Department of Obstetrics and Gynecology, Georgetown University School of Medicine, Washington, DC, USA. nbarnard@pcrm.org

Abstract

OBJECTIVE: To test the hypothesis that a low-fat, vegetarian diet reduces dysmenorrhea and premenstrual symptoms by its effect on serum sex-hormone binding globulin concentration and estrogen activity.

METHODS: In a crossover design, 33 women followed a low-fat, vegetarian diet for two menstrual cycles. For two additional cycles, they followed their customary diet while taking a supplement placebo pill. Dietary intake, serum sex-hormone binding globulin concentration, body weight, pain duration and intensity, and premenstrual symptoms were assessed during each study phase.

RESULTS: Mean (+/- standard deviation [SD]) serum sex-hormone binding globulin concentration was higher during the diet phase (46.7 +/- 23.6 nmol/L) than during the supplement phase (39.3 +/- 19.8 nmol/L, P < .001). Mean (+/- SD) body weight was lower during the diet (66.1 +/- 11.3 kg) compared with the supplement phase (67.9 +/- 12.1 kg, P < .001). Mean dysmenorrhea duration fell significantly from baseline (3.9 +/- 1.7 days) to diet phase (2.7 +/- 1.9 days) compared with change from baseline to supplement phase (3.6 +/- 1.7 days, P < .01). Pain intensity fell significantly during the diet phase, compared with baseline, for the worst, second-worst, and third-worst days, and mean durations of premenstrual concentration, behavioral change, and water retention symptoms were reduced significantly, compared with the supplement phase.

CONCLUSION: A low-fat vegetarian diet was associated with increased serum sex-hormone binding globulin concentration and reductions in body weight, dysmenorrhea duration and intensity, and premenstrual symptom duration. The symptom effects might be mediated by dietary influences on estrogen activity.
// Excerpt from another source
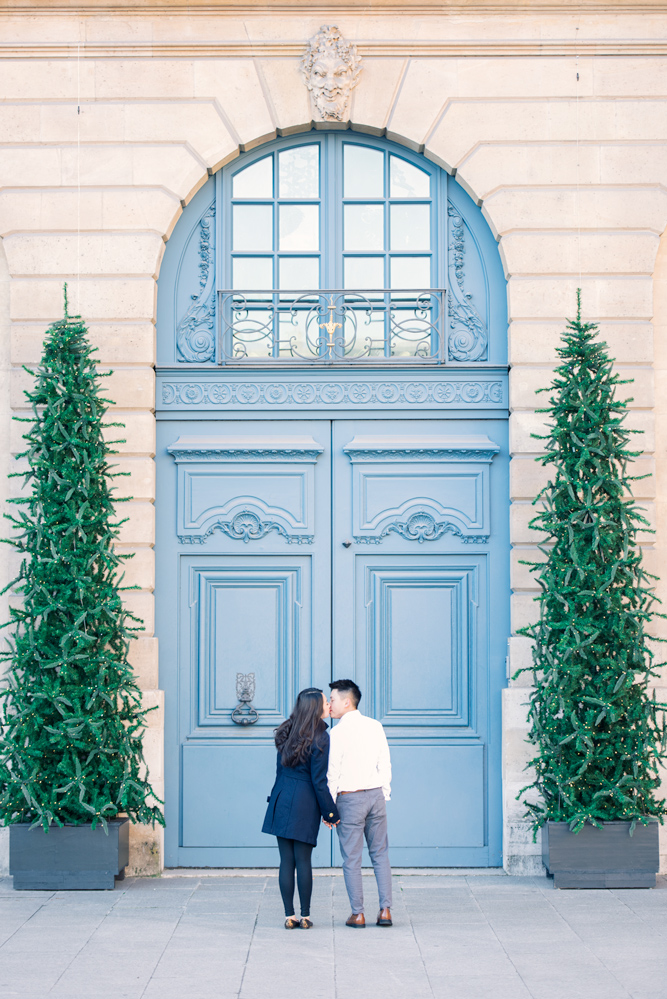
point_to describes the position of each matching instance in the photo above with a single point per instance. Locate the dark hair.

PMID: 10674588 [PubMed - indexed for MEDLINE]

http://www.ncbi.nlm.nih.gov/pubmed/10674588

Source: http://www.ncbi.nlm.nih.gov/pubmed/10674588

5)

Calorie-restriction, Protein-restriction and free-IGF-1

Aging Cell. 2008 Oct;7(5):681-7.
Long-term effects of calorie or protein restriction on serum IGF-1 and IGFBP-3 concentration in humans.

Fontana L, Weiss EP, Villareal DT, Klein S, Holloszy JO.
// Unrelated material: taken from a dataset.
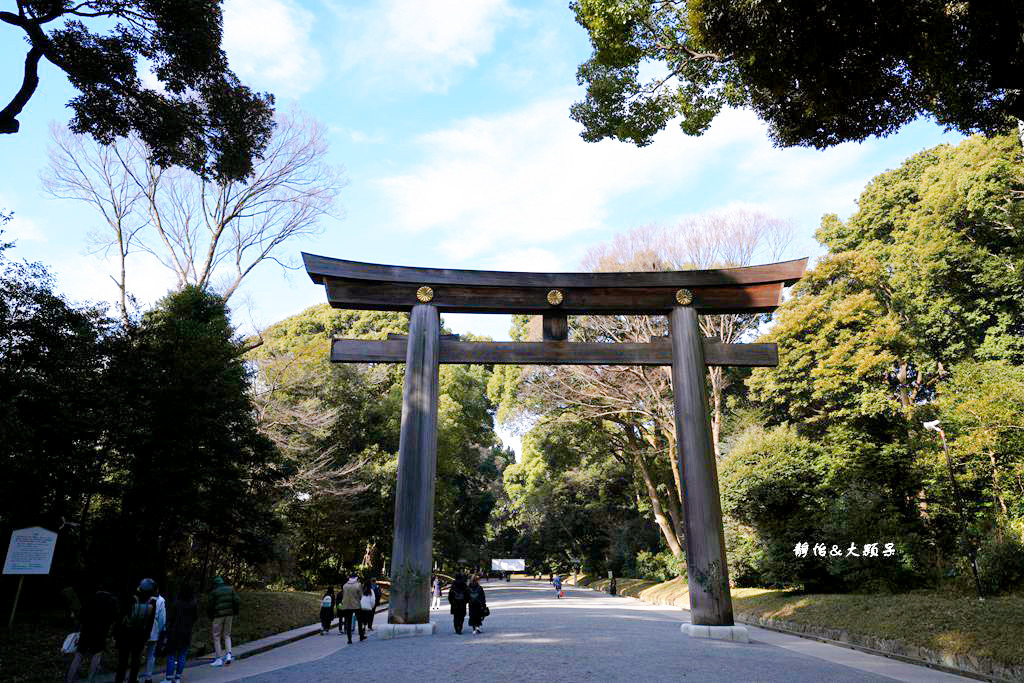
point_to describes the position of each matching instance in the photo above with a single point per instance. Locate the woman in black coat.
(327, 610)
(477, 603)
(458, 596)
(182, 619)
Division of Geriatrics & Nutritional Sciences, Washington University School of Medicine, St Louis, MO 63110, USA. lfontana@dom.wustl.edu

Abstract

Reduced function mutations in the insulin/IGF-I signaling pathway increase maximal lifespan and health span in many species. Calorie restriction (CR) decreases serum IGF-1 concentration by ~40%, protects against cancer and slows aging in rodents. However, the long-term effects of CR with adequate nutrition on circulating IGF-1 levels in humans are unknown.

Here we report data from two long-term CR studies (1 and 6 years) showing that severe CR without malnutrition did not change IGF-1 and IGF-1 : IGFBP-3 ratio levels in humans. In contrast, total and free IGF-1 concentrations were significantly lower in moderately protein-restricted individuals. Reducing protein intake from an average of 1.67 g kg(-1) of body weight per day to 0.95 g kg(-1) of body weight per day for 3 weeks in six volunteers practicing CR resulted in a reduction in serum IGF-1 from 194 ng mL(-1) to 152 ng mL(-1).

These findings demonstrate that, unlike in rodents, long-term severe CR does not reduce serum IGF-1 concentration and IGF-1 : IGFBP-3 ratio in humans. In addition, our data provide evidence that protein intake is a key determinant of circulating IGF-1 levels in humans, and suggest that reduced protein intake may become an important component of anticancer and anti-aging dietary interventions.